The next phase of the restoration concentrates on the upper panels of the inner altarpiece, and here, directly above the unnerving mystic lamb, we find the majestic deity, who is both emulating the style of a Russian icon (Van Eyck is clearly inspired by Byzantine art here) and an emperor who is rendered in flesh but who still suggests omnipotence. In fact, the French artist Jean-Auguste-Dominique Ingres based his great painting of the Emperor Napoleon on this panel.
But is it Christ or God the Father that Van Eyck has depicted? It is a question that’s exercised art historians, and there are those who argue that the ambiguity is deliberate. It would, in fact, be among the earliest representations of the New Testament God in painting, certainly in altarpiece painting (the painted altarpiece was relatively new in any case; they would typically have been carved). Here the figure holds an extraordinarily rendered rock crystal sceptre, the symbol of pure power, while a bejewelled crown lies at his feet. He is placed directly above the tiny sacrificial lamb, in a natural hierarchy. If it’s the son of God, we can say for certain that never before had Christ himself been depicted in such a resplendent, all-powerful manner.
Director of the Musea Brugge, Till-Holger Borchert, who sits on the scientific committee of the Van Eyck exhibition, has his own views, and it’s an explanation that adds further weight to what makes Van Eyck such a beguiling artist.

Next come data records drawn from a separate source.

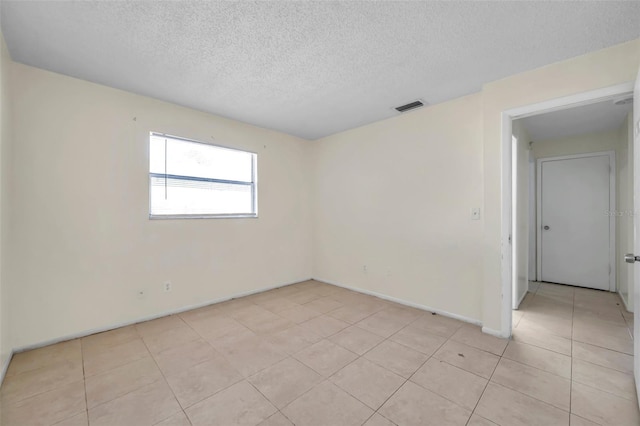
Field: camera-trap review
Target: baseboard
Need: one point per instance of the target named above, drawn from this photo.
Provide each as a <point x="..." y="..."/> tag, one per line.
<point x="86" y="333"/>
<point x="522" y="298"/>
<point x="624" y="302"/>
<point x="404" y="302"/>
<point x="5" y="367"/>
<point x="496" y="333"/>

“My personal take on that is that Van Eyck is a master of ambivalence,” he tells BBC Culture. “I’ve studied his paintings for a very long time and what I find fascinating is that if you look for sureties, this is not your painter. This is an artist who offers endless opportunities of interpretation and I think the figure is almost ostentatiously ambivalent. In any case,” Borchert adds, “what could be more complicated to the human mind than the Holy Trinity in Catholic theology? Van Eyck suggests that complication in the painting.”
Who knows what the restoration of the figure will reveal. But one thing is guaranteed: this unprecedentedly ambitious and complex altarpiece will continue to surprise us for many more years.
Van Eyck: An Optical Revolution is at the Museum of Fine Art Ghent, 1 February to 30 April 2020.